Clinical officers turn to streets to push for deal signing

Governors say they were not consulted before agreements were reached.

In Summary

• The clinicians held a peaceful procession from Uhuru Park to the Council of Governors offices in Westlands, Nairobi.

• Governors, through their council, have not approved agreements.

Clinical officers in Nairobi on January 11, 2020
Clinical officers in Nairobi on January 11, 2020

Clinical officers on Monday held street demonstrations to have their return-to-work formula signed.

They staged a peaceful procession from Uhuru Park to the Council of Governors offices in Westlands, Nairobi. This came after the governors’ body failed to sign the agreement reached on January 1.

The clinicians accused the CoG of resorting to intimidation and hostility meted out to their striking members, adding that grievances cannot be solved through such tactics.

The council has been reluctant to sign a return-to-work agreement for both the clinicians and nurses, with the documents lying at the Labour ministry as Kenyans continue to bear the brunt of the strike that entered its second month last week.

Governor claim they were not consulted before the agreements were reached, a position the unions have dismissed.

“On January 1 this year, we came out together with the CS of Health out of goodwill. After a lot of compromise, both sides were in agreement that we go back with a framework of how to address the serious grievances that concerned the working environment, which was not safe for ourselves and for the patients that we see,” KUCO chairman Peterson Wachira said.

The union said Labour CS Simon Chelugui wrote a letter to all the organs and institutions that constituted the multi-agency committee directing them to send representatives who had the mandate to make decisions.

They included officials from the Treasury, the SRC, the CoG, the Public Service Commission, the Health Ministry and the the Ministry of Public Service and Gender.

“We sat with CoG representatives and agreed on the return-to-work formula and later they decided to go back on the same. We gave them 48 hours to resolve and sign but they refused. As if that was not enough, they decided to dismiss our members and to subject them to unfair labour practices in form of dismissals and show cause,” Wachira said.

 “There is no institution that is ultimately responsible for the health sector in this country. We want a framework where we know where the buck stops, having one centre where healthcare workers can take their grievances and be addressed to conclusion.”

The clinical officers had called off their strike on January 1 but stayed away from work after the CoG failed to sign the document.

The nurses, on the other hand, have been on strike since December 7, with talks between the various parties having been concluded last week. But the document remains unsigned as the two levels of government continues to huff and puff at the situation.

According to KUCO secretary general George Gibore, the health services in the country lack coordinated leadership.

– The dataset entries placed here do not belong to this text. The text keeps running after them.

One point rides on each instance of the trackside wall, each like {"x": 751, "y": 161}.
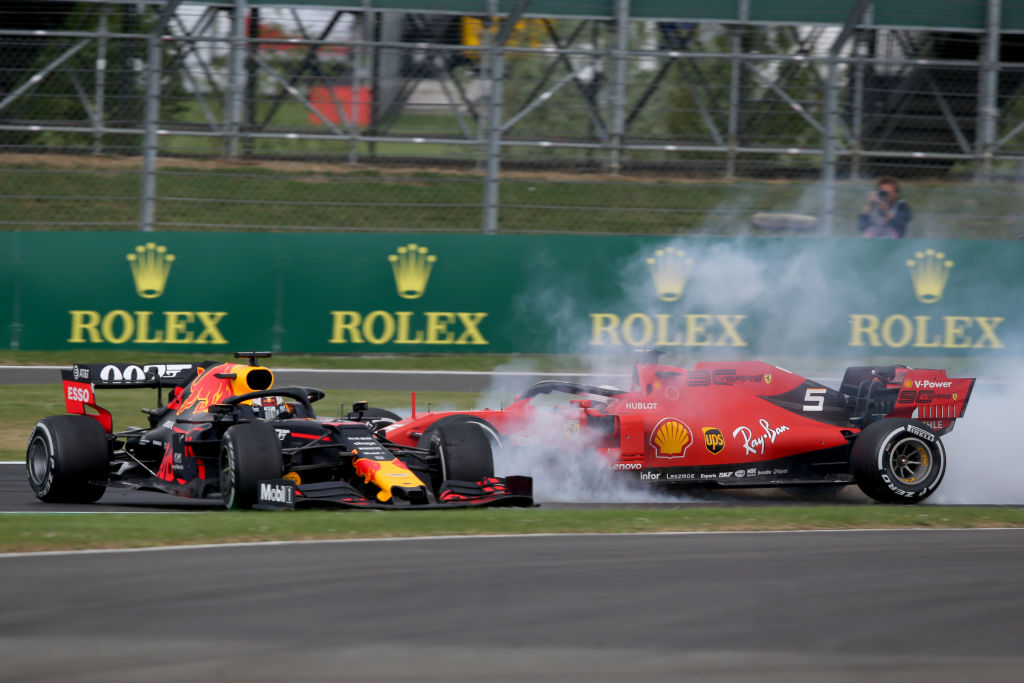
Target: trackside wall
{"x": 314, "y": 293}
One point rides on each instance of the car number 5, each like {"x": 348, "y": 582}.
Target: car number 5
{"x": 814, "y": 400}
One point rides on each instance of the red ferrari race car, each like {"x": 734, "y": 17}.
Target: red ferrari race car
{"x": 227, "y": 432}
{"x": 737, "y": 424}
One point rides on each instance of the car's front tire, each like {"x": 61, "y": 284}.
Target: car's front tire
{"x": 68, "y": 459}
{"x": 249, "y": 453}
{"x": 898, "y": 461}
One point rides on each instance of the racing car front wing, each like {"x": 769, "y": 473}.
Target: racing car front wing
{"x": 493, "y": 492}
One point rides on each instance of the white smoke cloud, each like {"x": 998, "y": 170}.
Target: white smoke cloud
{"x": 983, "y": 451}
{"x": 567, "y": 468}
{"x": 984, "y": 457}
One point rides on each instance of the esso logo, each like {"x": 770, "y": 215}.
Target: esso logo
{"x": 81, "y": 394}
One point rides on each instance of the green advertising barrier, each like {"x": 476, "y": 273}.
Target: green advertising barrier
{"x": 392, "y": 293}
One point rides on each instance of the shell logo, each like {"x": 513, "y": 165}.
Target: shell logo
{"x": 671, "y": 438}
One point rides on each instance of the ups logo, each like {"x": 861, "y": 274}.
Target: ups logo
{"x": 714, "y": 439}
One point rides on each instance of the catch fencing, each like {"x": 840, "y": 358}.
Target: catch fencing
{"x": 580, "y": 116}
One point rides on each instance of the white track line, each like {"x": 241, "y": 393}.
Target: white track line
{"x": 213, "y": 546}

“That is something that should be addressed in urgency so that we can have healthcare workers who are motivated, are happier to offer services because since devolution we have had numerous strikes amounting to 103,” Gibore said.

Lab technologists joined in the strike last week, making an already bad situation even worse. The healthcare workers are demanding for quality personal protective equipment, risk allowance for frontline workers, comprehensive medical insurance cover and payment of members employed under the UHC programme, among other grievances.

The CoG has maintained that the issues raised in the return-to-work formula have huge monetary implication that have neither been factored in the current budget nor the forthcoming financial year, hence will require a special conditional grant for each county to implement.